Front Line est profondément préoccupée par les informations concernant l'imposition de la loi martiale au Pakistan, et par les arrestations et le harcèlement des défenseurs des droits humains, notamment les juges et avocats, qui en résultent.
Informations complémentaires
15/11/2007 Le 3 novembre 2007, le Président Général Pervez Musharraf a fait une déclaration, avec effet immédiat, proclamant l’état d’urgence au Pakistan. Suite à la déclaration de l’état d’urgence, tous les juges du Pakistan ont dus prêter un nouveau serment d’allégeance en reconnaissant la déclaration du 3 novembre 2007. Depuis cette date, plus de 3000 avocats ont été détenus; le Chef de la Justice Iftikhar Muhammad Chaudhry a été limogé de son poste de façon sommaire et assigné à résidence; environ 80 pour cent des juges ont refusé de prêter serment à la nouvelle déclaration du Président.
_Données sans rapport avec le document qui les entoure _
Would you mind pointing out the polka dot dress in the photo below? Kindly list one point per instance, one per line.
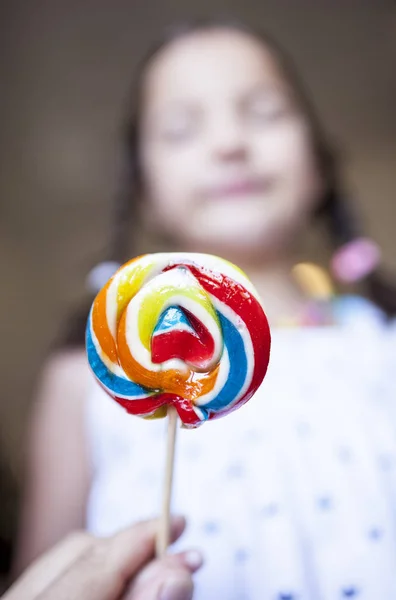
(292, 497)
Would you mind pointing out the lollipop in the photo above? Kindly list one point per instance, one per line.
(178, 334)
(186, 330)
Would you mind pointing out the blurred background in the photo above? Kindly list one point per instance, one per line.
(66, 70)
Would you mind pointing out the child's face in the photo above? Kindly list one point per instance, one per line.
(226, 154)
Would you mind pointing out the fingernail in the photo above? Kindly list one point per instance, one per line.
(176, 589)
(193, 559)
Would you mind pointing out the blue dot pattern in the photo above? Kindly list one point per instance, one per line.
(293, 496)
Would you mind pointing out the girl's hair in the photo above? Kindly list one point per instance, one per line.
(333, 208)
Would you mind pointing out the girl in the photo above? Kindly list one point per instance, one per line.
(293, 495)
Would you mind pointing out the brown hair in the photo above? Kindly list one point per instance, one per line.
(333, 208)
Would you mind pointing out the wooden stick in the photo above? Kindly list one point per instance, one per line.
(164, 524)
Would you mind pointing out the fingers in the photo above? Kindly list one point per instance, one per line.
(103, 571)
(167, 579)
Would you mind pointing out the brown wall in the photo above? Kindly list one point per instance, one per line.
(66, 69)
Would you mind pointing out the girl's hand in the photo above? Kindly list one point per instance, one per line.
(120, 567)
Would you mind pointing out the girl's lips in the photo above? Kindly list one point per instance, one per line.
(237, 189)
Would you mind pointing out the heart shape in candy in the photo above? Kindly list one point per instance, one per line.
(186, 330)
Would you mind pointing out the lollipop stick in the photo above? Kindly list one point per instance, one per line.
(163, 532)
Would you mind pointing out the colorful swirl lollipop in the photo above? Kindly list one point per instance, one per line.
(186, 330)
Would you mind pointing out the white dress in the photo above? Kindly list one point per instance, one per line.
(293, 496)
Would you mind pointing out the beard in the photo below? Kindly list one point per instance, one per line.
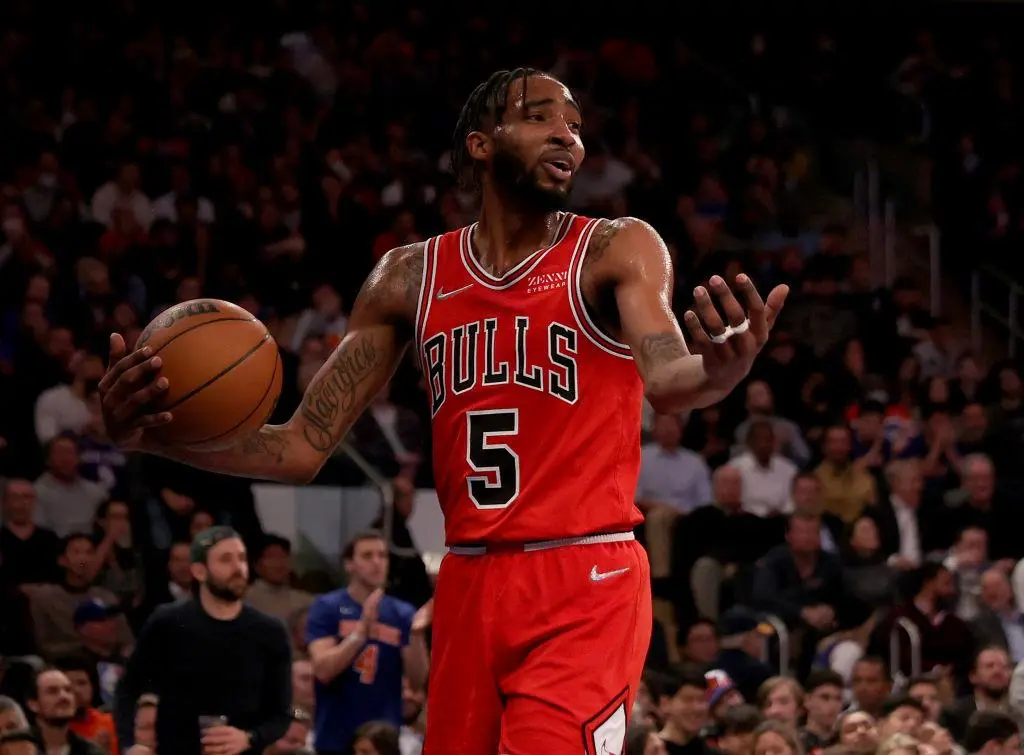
(515, 180)
(224, 591)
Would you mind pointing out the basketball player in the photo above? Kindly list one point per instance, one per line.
(539, 332)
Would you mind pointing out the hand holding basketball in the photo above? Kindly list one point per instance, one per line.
(729, 350)
(127, 392)
(206, 373)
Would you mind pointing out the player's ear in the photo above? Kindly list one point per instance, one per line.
(479, 145)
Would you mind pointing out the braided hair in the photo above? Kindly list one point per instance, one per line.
(486, 105)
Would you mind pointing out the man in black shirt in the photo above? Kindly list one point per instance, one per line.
(211, 657)
(30, 552)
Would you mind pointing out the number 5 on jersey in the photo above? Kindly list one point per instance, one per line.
(496, 484)
(366, 665)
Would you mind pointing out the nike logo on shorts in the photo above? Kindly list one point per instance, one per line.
(596, 576)
(441, 295)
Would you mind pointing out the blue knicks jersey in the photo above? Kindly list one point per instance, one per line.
(370, 689)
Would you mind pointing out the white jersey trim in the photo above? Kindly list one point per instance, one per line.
(426, 293)
(577, 303)
(515, 274)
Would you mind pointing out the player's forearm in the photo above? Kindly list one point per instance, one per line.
(295, 451)
(332, 663)
(416, 662)
(274, 453)
(681, 385)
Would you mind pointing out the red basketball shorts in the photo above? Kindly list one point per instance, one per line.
(538, 652)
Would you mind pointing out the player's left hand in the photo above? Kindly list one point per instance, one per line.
(224, 741)
(727, 361)
(424, 617)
Front Line est extrêmement soucieuse que le droit et le système judiciaire n'ont plus droit de cité au Pakistan. Selon d’autres informations très préoccupantes, un nouveau décret régissant la profession va être adopté, donnant à la Haute Cour et à la Cour Suprême le pouvoir de supprimer les licences des avocats en exercice.
De nombreux avocats sont détenus pour 90 jours dans le cadre de la loi sur le maintien de l’ordre public, notamment Mme Asma Jahangir, présidente de la Commission des Droits de l’Homme du Pakistan (HRCP) et rapporteure spéciale des Nations unies pour la liberté de religion et de croyances, et le Chef de la Justice Iftikhar Muhammad Chaudhry. Un mandat d’assignation à résidence a aussi été émis contre Mme Hina Jilani, vice-présidente de la HRCP et Représentante spéciale du Secrétaire général des Nations unies sur la situation des défenseurs des droits humains, qui se trouve actuellement hors du pays. Il semblerait qu'elle risque d'être arrêtée à son retour.
Selon d’autres rapports, certains avocats détenus sont isolés et courent un risque important de subir des abus ou des mauvais traitements. De nombreux avocats auraient été battus lors des manifestations, et certains sont détenus dans des cellules d’isolement.
Front Line est particulièrement préoccupée au sujet de Muneer A Malik et Tariq Mahmood, tous deux anciens présidents du Barreau de la Cour Suprême (il semblerait que ce dernier soit détenu en isolement dans un lieu non révélé), ainsi qu'au sujet d'Ali Ahmed Kurd, ancien vice-président du Conseil du Barreau du Pakistan, qui a été livré aux services de renseignement et torturé, et d'Aitzaz Ahsan, président du Barreau de la Cour Suprême, qui serait détenu en cellule d’isolement.
Alors que Front Line salue la promesse du Président Musharraf, faite le 11 novembre, de tenir des élections en janvier 2008, nous sommes extrêmement inquiets car le processus électoral ne peut être démocratique qu'à condition que l’état d’urgence soit immédiatement levé.
Front Line craint que les juges et avocats au Pakistan aient été pris pour cible à cause de leurs actions pacifiques en faveur des droits humains.